Any kind of transition in life is scary, whether you are well or ill-prepared for it. Of course, it does matter how one prepares themselves for such a transition. Somehow preparation will help deal with those unanswered questions.

 In addition, life examples of others who have made such transitions in the past can be helpful to give you tips on the dos and don’ts. Anxiety and soon some level of fear has a way of later catching upon us. So, the scary feeling you have is part of the pains of transition.

Let me know attempt to deal with some basic fears and scary feelings that come as one thinks about marriage: First is the thought of losing one’s independence. Taking the journey towards the day of saying the words “I do” can be terrifying for some people.
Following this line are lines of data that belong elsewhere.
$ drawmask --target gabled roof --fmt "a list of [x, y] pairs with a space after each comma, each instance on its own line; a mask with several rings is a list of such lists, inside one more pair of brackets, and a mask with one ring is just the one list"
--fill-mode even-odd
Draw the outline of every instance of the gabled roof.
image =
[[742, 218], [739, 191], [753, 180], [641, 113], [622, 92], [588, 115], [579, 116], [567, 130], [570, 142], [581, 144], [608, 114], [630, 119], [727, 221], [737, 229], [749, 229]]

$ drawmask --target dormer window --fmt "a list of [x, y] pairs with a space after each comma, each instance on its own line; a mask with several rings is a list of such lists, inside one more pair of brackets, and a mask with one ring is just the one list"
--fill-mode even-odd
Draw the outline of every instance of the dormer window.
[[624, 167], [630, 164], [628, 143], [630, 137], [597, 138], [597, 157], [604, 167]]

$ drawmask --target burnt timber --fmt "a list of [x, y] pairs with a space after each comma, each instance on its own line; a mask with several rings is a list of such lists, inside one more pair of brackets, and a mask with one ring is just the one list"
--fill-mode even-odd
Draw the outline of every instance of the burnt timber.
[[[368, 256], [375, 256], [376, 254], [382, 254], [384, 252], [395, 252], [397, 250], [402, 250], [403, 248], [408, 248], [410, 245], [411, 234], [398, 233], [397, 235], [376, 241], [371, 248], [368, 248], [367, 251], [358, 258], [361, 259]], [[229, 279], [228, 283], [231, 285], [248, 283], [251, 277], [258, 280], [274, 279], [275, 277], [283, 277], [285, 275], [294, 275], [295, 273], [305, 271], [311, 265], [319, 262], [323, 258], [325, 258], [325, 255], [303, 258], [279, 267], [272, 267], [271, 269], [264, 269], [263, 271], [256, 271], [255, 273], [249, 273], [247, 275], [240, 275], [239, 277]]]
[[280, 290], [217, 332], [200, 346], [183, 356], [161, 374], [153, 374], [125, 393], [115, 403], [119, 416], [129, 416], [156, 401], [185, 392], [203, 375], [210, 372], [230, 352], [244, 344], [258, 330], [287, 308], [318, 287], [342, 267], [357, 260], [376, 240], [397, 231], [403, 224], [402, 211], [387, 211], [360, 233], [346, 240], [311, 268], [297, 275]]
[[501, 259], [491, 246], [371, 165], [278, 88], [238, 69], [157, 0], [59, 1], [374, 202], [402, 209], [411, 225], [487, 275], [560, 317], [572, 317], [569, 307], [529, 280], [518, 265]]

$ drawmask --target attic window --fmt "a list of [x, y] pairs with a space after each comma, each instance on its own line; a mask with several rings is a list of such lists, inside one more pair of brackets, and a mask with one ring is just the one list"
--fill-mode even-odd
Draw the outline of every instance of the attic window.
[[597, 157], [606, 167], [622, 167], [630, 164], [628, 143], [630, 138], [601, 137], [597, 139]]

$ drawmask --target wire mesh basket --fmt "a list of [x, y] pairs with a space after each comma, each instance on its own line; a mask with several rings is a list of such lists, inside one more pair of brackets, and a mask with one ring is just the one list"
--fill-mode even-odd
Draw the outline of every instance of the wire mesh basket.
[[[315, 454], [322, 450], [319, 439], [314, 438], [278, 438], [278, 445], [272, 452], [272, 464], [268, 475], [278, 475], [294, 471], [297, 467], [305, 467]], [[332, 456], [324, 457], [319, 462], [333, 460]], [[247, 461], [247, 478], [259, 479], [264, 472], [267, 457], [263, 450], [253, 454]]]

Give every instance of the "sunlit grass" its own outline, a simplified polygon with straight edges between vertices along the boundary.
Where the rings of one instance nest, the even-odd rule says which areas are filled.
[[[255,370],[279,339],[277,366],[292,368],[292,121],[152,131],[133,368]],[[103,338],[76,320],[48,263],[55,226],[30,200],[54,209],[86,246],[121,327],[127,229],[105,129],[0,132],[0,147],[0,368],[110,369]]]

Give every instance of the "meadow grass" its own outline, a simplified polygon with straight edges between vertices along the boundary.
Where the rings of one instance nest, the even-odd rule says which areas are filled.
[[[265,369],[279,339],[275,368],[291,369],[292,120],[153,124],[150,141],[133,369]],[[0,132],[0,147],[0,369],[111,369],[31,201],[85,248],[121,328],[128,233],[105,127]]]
 This can happen before the wedding or just after the question for engagement is displayed. Losing one’s independence could involve emotional and financial independence. The thought of losing control or being in charge is scary.

Second, the idea of wrong modelling could have impacted us during our growing up or through stories or materials we have interacted with. Pictures of what we read concerning bad marriages or what we saw as we grew up can remain embedded in one’s mind for a long time. When such memories are triggered, their fears are aroused.

Thirdly is the fear of the unknown. Everything we do in life is about faith. We walk, sleep and walk up by faith—although we do not even think about it. Covid-19 has taught us that there are no guarantees in life. A virus brought the world to a standstill. When everything looked so promising, this virus came.

However, we keep moving, innovating and hoping for better days. Walking into a relationship also calls for a measure of faith. However, this does not negate the need for preparation and the use of relational and emotional intelligence. Sometimes our fears could come from our cold feet, while other times, there is a need to listen to our intuition. Do we love the guy and see ourselves grow old with them?

How compatible are we? In the end, when you have done your homework well, and there is nothing else to worry about, don’t allow your fear to deny you of your future.